Politics may be animating this argument, but it is an argument about the law and how it should be applied. The legal question of whether Trump’s conduct matches the meaning of “engaged in insurrection” is at the heart of all academic and judicial opinions supporting his removal from the ballot. Chait appears driven by fear of the consequences of applying the law to Trump, so he’s adopted the legal view that the 14th amendment shouldn’t be applied to Trump without the strictest possible scrutiny. That’s a legal mechanism—it just happens to be an atextual one.
THE FAFO DOCTRINE
The unfairness point is easiest to rebut. Chait argues Trump should be held to this invented standard under the law because, “the timing and political stakes of this case require incontestable certainty.” It’d be wrong to apply the law as written (no criminal conviction required!) because it’d be unfair to Republicans. “If the Court were contemplating a Trump disqualification a year or two ago, when the Republicans had more time to organize their alternatives, it might have allowed a more forgiving threshold of truth,” he argues.

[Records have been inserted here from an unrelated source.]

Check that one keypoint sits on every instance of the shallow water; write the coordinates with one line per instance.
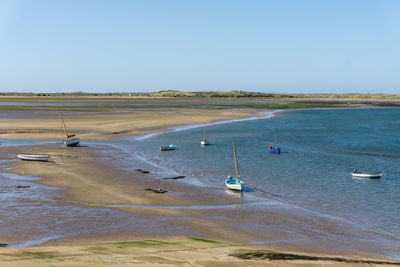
(309, 181)
(319, 150)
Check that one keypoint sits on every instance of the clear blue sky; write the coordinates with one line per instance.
(282, 46)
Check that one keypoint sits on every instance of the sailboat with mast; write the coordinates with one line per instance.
(70, 139)
(204, 142)
(235, 183)
(274, 148)
(164, 147)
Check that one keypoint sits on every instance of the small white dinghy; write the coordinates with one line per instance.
(34, 157)
(367, 175)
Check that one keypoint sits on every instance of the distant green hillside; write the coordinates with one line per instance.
(210, 94)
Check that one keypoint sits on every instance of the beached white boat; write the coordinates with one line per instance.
(70, 139)
(34, 157)
(204, 142)
(164, 147)
(235, 183)
(368, 175)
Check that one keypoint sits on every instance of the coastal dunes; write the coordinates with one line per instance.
(101, 177)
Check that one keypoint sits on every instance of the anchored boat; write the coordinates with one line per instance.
(367, 175)
(274, 148)
(235, 183)
(70, 139)
(34, 157)
(204, 142)
(164, 147)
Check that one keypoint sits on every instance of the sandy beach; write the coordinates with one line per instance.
(98, 176)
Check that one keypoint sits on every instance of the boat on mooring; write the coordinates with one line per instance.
(274, 148)
(204, 142)
(70, 139)
(366, 175)
(164, 147)
(235, 183)
(34, 157)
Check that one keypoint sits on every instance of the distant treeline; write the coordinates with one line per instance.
(210, 94)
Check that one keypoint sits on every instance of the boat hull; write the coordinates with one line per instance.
(234, 184)
(204, 143)
(72, 142)
(275, 150)
(167, 148)
(377, 175)
(33, 157)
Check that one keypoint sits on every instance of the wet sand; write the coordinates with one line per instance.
(97, 177)
(108, 125)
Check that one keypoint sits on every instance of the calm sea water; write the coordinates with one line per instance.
(319, 150)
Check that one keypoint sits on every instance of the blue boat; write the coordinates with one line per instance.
(235, 183)
(274, 149)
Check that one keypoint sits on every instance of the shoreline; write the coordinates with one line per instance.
(165, 199)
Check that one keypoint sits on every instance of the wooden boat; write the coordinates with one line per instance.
(274, 148)
(34, 157)
(232, 183)
(164, 147)
(70, 139)
(367, 175)
(204, 142)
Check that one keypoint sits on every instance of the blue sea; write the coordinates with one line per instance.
(319, 149)
(309, 180)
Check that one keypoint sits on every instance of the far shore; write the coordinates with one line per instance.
(96, 177)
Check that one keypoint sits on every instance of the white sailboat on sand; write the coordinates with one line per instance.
(164, 147)
(235, 183)
(204, 142)
(34, 157)
(367, 175)
(70, 139)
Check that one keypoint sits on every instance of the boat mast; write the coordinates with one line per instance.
(63, 123)
(236, 165)
(164, 135)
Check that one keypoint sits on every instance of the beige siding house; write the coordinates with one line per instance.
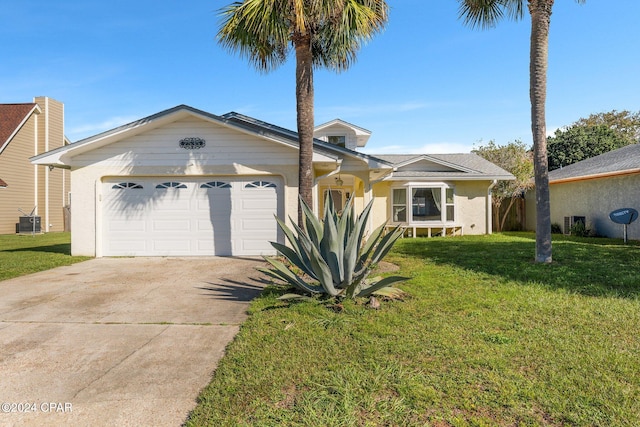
(186, 182)
(26, 130)
(592, 189)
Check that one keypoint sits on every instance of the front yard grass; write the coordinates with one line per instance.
(25, 254)
(487, 338)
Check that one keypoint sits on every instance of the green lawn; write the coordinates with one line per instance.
(25, 254)
(486, 338)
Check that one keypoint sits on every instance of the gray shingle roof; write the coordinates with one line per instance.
(620, 160)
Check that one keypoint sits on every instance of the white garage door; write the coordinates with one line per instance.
(177, 217)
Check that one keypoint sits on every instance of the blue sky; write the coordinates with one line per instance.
(427, 84)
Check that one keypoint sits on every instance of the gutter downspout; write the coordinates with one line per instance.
(490, 207)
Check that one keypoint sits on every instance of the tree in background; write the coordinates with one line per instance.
(486, 14)
(515, 158)
(322, 33)
(624, 123)
(579, 142)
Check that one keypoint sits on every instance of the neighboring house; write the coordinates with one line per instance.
(186, 182)
(592, 189)
(26, 130)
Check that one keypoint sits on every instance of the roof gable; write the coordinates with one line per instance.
(362, 135)
(12, 118)
(616, 162)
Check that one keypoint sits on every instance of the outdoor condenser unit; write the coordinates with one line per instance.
(569, 221)
(26, 224)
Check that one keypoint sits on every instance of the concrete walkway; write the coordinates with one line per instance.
(118, 341)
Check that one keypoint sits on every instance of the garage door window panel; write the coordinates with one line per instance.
(215, 184)
(124, 185)
(260, 184)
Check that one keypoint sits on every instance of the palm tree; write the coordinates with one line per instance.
(322, 33)
(486, 13)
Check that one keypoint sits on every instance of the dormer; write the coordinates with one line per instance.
(343, 134)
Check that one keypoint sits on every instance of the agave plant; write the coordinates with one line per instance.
(330, 256)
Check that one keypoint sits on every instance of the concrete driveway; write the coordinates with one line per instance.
(118, 341)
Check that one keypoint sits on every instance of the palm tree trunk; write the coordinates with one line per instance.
(304, 109)
(540, 11)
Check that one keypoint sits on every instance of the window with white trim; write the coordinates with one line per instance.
(423, 203)
(215, 184)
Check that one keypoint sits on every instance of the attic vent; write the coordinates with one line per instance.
(192, 143)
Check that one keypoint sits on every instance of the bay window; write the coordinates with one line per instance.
(423, 203)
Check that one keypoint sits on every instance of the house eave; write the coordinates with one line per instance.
(594, 176)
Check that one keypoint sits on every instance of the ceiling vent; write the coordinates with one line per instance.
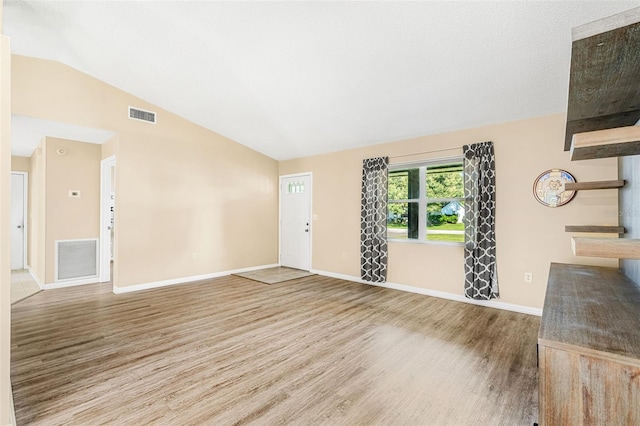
(142, 115)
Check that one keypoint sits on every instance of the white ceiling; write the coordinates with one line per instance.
(27, 132)
(292, 79)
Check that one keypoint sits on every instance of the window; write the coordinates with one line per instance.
(426, 202)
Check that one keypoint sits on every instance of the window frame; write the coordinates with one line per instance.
(423, 201)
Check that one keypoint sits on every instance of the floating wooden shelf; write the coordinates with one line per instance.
(603, 184)
(604, 77)
(619, 248)
(596, 229)
(615, 142)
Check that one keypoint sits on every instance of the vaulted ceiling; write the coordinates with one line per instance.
(291, 79)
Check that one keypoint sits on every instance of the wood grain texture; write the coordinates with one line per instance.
(616, 248)
(589, 352)
(592, 309)
(601, 184)
(617, 142)
(595, 229)
(603, 80)
(231, 351)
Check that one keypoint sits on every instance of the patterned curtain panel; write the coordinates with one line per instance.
(373, 220)
(481, 275)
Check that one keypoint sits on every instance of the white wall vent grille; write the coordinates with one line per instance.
(76, 259)
(142, 115)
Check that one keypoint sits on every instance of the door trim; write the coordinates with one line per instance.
(25, 215)
(104, 251)
(310, 175)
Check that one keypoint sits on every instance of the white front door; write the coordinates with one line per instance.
(295, 221)
(18, 211)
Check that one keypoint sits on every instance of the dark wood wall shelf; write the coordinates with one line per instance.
(595, 229)
(602, 184)
(604, 76)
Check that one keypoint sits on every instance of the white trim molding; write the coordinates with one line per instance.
(186, 280)
(35, 278)
(440, 294)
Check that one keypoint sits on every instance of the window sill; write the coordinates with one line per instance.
(429, 243)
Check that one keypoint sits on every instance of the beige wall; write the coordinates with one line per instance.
(110, 147)
(36, 207)
(20, 164)
(68, 218)
(6, 407)
(181, 189)
(529, 235)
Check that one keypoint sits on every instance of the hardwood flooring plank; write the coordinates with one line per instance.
(231, 351)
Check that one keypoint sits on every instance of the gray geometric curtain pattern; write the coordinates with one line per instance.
(480, 270)
(373, 220)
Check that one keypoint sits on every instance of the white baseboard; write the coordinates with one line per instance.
(184, 280)
(61, 284)
(70, 283)
(40, 283)
(434, 293)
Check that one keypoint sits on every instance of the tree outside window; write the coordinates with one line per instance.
(426, 202)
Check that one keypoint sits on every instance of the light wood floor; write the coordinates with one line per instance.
(232, 351)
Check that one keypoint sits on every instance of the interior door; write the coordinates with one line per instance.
(295, 222)
(17, 221)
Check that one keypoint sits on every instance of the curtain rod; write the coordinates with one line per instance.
(424, 152)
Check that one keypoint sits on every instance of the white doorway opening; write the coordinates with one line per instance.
(19, 187)
(107, 215)
(295, 221)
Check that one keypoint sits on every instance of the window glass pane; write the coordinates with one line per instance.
(444, 221)
(404, 184)
(445, 181)
(402, 221)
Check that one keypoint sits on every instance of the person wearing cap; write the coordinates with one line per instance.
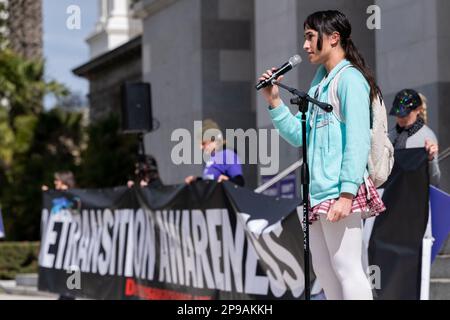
(223, 164)
(411, 130)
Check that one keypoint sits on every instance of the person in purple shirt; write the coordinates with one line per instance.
(223, 163)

The glaring weakness here is that Republicans are real adults, making decisions for themselves, with a mix of real and fake information, and the fact that their leader engaged in insurrection and might thus be disqualified from office was not hidden from them at any point. They called it an insurrection. They acknowledged Trump’s culpability. Then they decided to reanoint him as their leader. This strikes me as Their Problem, not Our Problem.
And, oh-my-god, there is the risk of tit-for-tat by Republicans!
When playing procedural or constitutional hardball, be sure not to create new norms that sunder the whole constitutional order. Fortunately that is not a major concern here. It’s more an indication that Republican mind games are having their intended effect of making liberals doubt themselves.
I’ve watched Democrats cringe like abused spouses since at least the GOP sweep of 1994. “But what will Republicans do?” (To us.) They pull their punches. They often don’t throw any. What if they call us bullies?
Who wants to vote for that?
Update:
What if we don’t win by being blandly palatable but rather by saying what we’re for?